Gradient descent

Recently, I was studying neural networks and deep learning on Coursera. I realised it is crucial to understand gradient descent and backward propagation...

Gradient descent

Recently, I was studying neural networks and deep learning on Coursera. I realised it is crucial to understand gradient descent and backward propagation when exploring neural network training algorithms.

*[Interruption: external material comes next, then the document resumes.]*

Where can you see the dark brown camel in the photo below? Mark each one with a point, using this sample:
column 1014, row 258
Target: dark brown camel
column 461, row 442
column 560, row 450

So I decided to write an article to show the details in the basic linear, sigmoid neural net.

Gradient descent is a method to find the local minimum numerical value, widely used in supervised learning for finding the optimal value of the training parameters.

First, start with a quadratic function $y = (x-1)^2$. It is trivil to see that the minimum value is at $(1, 0)$. Assuming the start point is $(1, 0)$, then we use gradient descent to find the target optimal value.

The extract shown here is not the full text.